Here's a story that is concocted in a way that is as clever as it is complex, but also, to my mind, needlessly convoluted and confusing. So much so that, like one of Amazon's favorite reviewers, Jill Meyer, I was often tempted to call it quits. Still not sure why I plowed on. (Probably has more to do with my great admiration for the recently published "Macbeth" novel this author co-wrote with A. J. Hartley than with ever actually getting involved with this story--at least not until the very end. ) So here's what I think you might want to know before considering reading this one:
The story opens with a constantly bickering mother and daughter arriving in Venice from Rome. It's the midst of Carnival, the city's annual 40-day costume party that ends with Lent. But that's not why they're there. They've come because the daughter, Teresa, the chief pathologist for the Rome police, has received an odd piece of mail from her Aunt Sofia saying that something's come up and she may have to disappear for awhile and would they please come and keep an eye on her apartment and here's the key. Whew! So here they are, Sofia has indeed gone missing and no one who knows her knows why or has seen or heard from her in at least a week. Chiarra "knows" her sister is dead. Teresa "knows" her aunt's alive. Chiarra goes home; Teresa stays on, determined to find her. Alas, not a clue turns up. Until! Under the door there appears a manila envelope with what appears to be a manuscript in it. Teresa opens it. End of chapter one.
Chapter two tells a 27-page story about an Englishman, newly arrived in Venice, and how he happened upon a strange white dog that appeared to be an exact replica of the dog in a Carpaccio painting of St. Augustine that he'd just seen at a nearby gallery. What does that have to do with finding Sofia? Nothing so far as I could see and nothing Teresa can see either, but she's convinced there's a clue in there somewhere. But when she goes back for another look, the manuscript has gone blank. Aha and alas! Disappearing ink.

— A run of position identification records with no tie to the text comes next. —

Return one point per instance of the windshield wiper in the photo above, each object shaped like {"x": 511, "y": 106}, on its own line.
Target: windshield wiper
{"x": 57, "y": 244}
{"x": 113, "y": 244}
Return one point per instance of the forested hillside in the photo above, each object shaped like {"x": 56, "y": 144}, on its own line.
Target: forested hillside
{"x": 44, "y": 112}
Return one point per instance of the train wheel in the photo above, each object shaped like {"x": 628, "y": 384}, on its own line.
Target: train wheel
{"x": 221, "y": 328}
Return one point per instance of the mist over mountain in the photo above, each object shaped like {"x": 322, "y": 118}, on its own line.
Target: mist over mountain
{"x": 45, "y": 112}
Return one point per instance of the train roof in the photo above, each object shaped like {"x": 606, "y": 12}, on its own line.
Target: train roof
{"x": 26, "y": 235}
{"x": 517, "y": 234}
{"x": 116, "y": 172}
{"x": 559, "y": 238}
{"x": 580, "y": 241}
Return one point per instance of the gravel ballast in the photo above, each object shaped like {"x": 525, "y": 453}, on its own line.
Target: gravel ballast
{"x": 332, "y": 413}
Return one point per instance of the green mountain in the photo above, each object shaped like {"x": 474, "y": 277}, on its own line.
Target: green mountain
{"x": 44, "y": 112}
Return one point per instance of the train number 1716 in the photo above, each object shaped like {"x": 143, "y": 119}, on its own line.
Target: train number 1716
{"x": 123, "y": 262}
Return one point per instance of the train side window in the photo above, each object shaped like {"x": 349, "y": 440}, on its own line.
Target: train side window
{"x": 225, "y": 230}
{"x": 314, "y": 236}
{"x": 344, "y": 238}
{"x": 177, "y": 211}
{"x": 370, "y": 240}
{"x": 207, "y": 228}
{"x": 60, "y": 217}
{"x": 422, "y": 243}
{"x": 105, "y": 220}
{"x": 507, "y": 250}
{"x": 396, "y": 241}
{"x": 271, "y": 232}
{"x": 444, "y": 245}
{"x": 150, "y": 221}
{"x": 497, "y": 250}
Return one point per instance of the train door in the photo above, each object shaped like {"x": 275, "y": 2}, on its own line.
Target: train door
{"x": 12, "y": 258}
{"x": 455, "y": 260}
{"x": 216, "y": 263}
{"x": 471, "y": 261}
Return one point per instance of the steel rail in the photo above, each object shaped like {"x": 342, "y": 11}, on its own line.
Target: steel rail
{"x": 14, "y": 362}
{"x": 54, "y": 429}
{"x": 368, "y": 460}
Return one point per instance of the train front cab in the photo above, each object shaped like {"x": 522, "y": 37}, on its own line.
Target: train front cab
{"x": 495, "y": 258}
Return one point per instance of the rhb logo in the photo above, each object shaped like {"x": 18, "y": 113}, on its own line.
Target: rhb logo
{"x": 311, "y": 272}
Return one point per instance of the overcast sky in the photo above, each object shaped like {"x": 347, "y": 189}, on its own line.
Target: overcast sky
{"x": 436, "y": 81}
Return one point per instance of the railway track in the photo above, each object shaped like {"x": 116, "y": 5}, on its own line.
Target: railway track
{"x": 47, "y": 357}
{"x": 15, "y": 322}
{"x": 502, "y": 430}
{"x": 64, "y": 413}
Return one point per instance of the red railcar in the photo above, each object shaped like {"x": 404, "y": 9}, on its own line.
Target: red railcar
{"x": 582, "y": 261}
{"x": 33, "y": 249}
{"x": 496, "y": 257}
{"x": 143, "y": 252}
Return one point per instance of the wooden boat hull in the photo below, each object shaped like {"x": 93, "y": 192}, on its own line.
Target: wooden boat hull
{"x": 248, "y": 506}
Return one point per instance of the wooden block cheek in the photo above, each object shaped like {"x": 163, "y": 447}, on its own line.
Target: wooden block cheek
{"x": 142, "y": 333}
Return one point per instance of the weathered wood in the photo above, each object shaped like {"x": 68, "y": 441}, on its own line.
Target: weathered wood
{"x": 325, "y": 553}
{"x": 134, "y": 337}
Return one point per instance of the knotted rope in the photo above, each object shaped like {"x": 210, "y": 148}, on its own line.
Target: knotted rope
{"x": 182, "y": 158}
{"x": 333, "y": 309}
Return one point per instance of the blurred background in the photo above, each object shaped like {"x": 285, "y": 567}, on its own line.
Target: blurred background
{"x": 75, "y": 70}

So, back to where we left off before getting distracted by that Englishman. Except that I no longer remember just where that was. So must backtrack before moving forward. In the next chapter another manila envelope appears under the door. With still another cryptic tale inside. Thus the pattern is set: Every chapter of Teresa trying to find Sofia will end with the arrival of a new manila envelope, followed by a chapter that tells a story that may or may not contain a clue. Somewhere in the midst of all this, comes a story that will introduce us to its author, Arnaud, the Count of Germain, whom many of you (but alas, not I) will recognize as a legendary French "immortal" who's been popping up here and there for centuries. Seems he wants to help. Meanwhile Teresa notices that the most popular costume at Carnival this year seems to be that of the Plague Doctor.
Eventually questions will be answered. Eventually the missing aunt mystery will be solved. And, if you can manage to wade through all this, eventually you'll arrive at page 425, and be treated to a most interesting 35 pages that will clear up most, if not all, of the loose ends in this very weird story. But worth all it took to get there? Up to you. Still not sure about me.